Simultaneously, Carter and Oreana’s bond is complicated by both her relatives, against whom she’s constantly rebelling, and his frustration with Beth and Rip for boxing him out of the family’s big-picture decisions.

(L-R) J.R. Villarreal as Azul, Kelly Reilly as Beth Dutton, and Cole Hauser as Rip Wheeler in Dutton Ranch.
(L-R) J.R. Villarreal as Azul, Kelly Reilly as Beth Dutton, and Cole Hauser as Rip Wheeler. Emerson Miller/Paramount+

There’s nothing novel about Dutton Ranch’s celebration of Rip (and, by extension, all cowboys) as a man’s man who doesn’t suffer fools lightly, isn’t afraid to get his hands dirty, and sincerely cherishes America’s unspoiled wide-open spaces. In the face of danger, he seethes and acts, and confronted by tragedy and hardship, he feels, grimly and purely.

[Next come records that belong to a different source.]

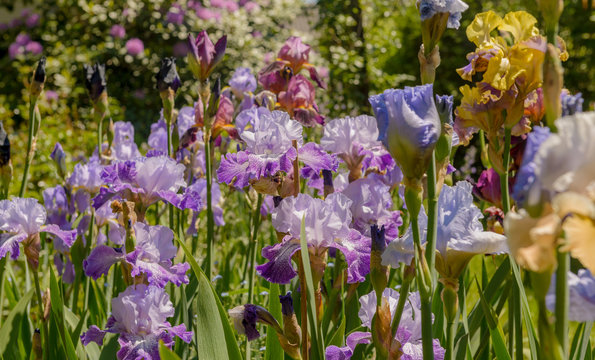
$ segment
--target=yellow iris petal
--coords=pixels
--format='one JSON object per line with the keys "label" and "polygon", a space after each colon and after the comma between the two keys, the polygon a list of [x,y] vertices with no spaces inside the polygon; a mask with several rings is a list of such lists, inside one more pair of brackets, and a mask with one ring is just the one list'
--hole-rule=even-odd
{"label": "yellow iris petal", "polygon": [[509,12],[504,16],[504,20],[498,26],[499,30],[507,31],[512,34],[514,41],[519,43],[523,40],[539,34],[534,26],[537,19],[526,11]]}
{"label": "yellow iris petal", "polygon": [[475,19],[467,26],[467,38],[480,46],[490,41],[490,33],[498,27],[502,18],[493,11],[486,11],[475,15]]}

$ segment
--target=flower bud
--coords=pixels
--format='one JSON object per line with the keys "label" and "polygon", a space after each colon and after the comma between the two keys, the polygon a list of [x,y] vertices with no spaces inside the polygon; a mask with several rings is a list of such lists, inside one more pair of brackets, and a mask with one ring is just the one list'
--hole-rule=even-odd
{"label": "flower bud", "polygon": [[281,302],[281,313],[283,314],[283,330],[285,338],[289,344],[299,347],[302,342],[302,329],[298,325],[295,316],[291,291],[288,291],[286,295],[279,295],[279,301]]}
{"label": "flower bud", "polygon": [[442,289],[442,303],[444,307],[444,316],[449,323],[452,323],[457,316],[459,307],[459,297],[457,294],[458,284],[447,282]]}
{"label": "flower bud", "polygon": [[60,145],[59,142],[57,142],[56,145],[54,146],[54,150],[50,154],[50,158],[56,164],[56,168],[58,169],[58,175],[60,175],[60,177],[62,179],[64,179],[66,177],[66,173],[67,173],[66,153],[62,149],[62,145]]}
{"label": "flower bud", "polygon": [[41,331],[39,329],[35,329],[33,333],[32,348],[35,359],[41,360],[43,358],[43,352],[41,350]]}
{"label": "flower bud", "polygon": [[543,62],[543,97],[546,121],[550,128],[554,127],[554,121],[562,113],[560,94],[564,70],[560,64],[558,53],[558,49],[554,45],[548,44]]}
{"label": "flower bud", "polygon": [[10,163],[10,141],[0,121],[0,198],[8,195],[8,187],[12,180],[12,164]]}
{"label": "flower bud", "polygon": [[[382,294],[388,283],[388,276],[386,274],[388,267],[382,265],[382,253],[386,248],[384,225],[380,229],[378,228],[378,225],[372,225],[371,236],[372,251],[370,253],[370,280],[376,294]],[[377,300],[380,304],[381,296],[378,296]]]}
{"label": "flower bud", "polygon": [[324,184],[324,196],[328,196],[335,192],[335,187],[333,186],[333,172],[330,170],[322,170],[322,181]]}
{"label": "flower bud", "polygon": [[279,334],[283,334],[281,326],[271,313],[262,306],[246,304],[236,306],[228,311],[233,325],[239,334],[246,335],[248,341],[256,340],[260,333],[256,329],[256,323],[272,326]]}
{"label": "flower bud", "polygon": [[107,81],[105,79],[105,64],[84,65],[85,86],[91,101],[95,104],[103,94],[106,94]]}
{"label": "flower bud", "polygon": [[33,73],[33,81],[31,81],[31,96],[37,98],[43,91],[45,84],[45,56],[42,56],[37,63],[37,68]]}
{"label": "flower bud", "polygon": [[215,45],[209,39],[205,30],[201,31],[196,39],[188,35],[188,65],[194,77],[201,82],[207,81],[211,72],[225,55],[227,36],[223,35]]}
{"label": "flower bud", "polygon": [[268,90],[264,90],[256,95],[254,101],[258,106],[266,107],[273,111],[275,110],[275,104],[277,103],[277,95]]}
{"label": "flower bud", "polygon": [[178,91],[181,83],[176,70],[176,58],[165,57],[161,59],[161,68],[155,75],[155,80],[157,81],[157,90],[160,93],[173,91],[175,94]]}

Beth is cut from a similar hard-shell/soft-interior cloth, and Reilly’s larger-than-life performance remains the best thing to come out of Yellowstone, elevating these proceedings regardless of the hoary turns they take.

Ed Harris as Everett McKinney.
Ed Harris as Everett McKinney. Emerson Miller/Paramount+

Ex-cons in search of redemption, parents struggling with wayward children, and righteous heroes doing questionable things for the right reasons are all components of Dutton Ranch, which operates from the principle that there’s no need to fix what audiences believe was never broken in the first place.

Given the tremendous success of Marshalls and The Madison (a stand-alone Sheridan affair that began life as a Yellowstone-adjacent saga), it’s hardly shocking that the series stays the course. What is unexpected, though, is how well that works.

No-frills, muscular, and just the right amount of cheesy, Sheridan’s latest modern-day Western confirms that, when he quits with the red-state vs. blue-state preaching and sticks to hard-bitten basics, he still knows how to spin a Yellowstone yarn.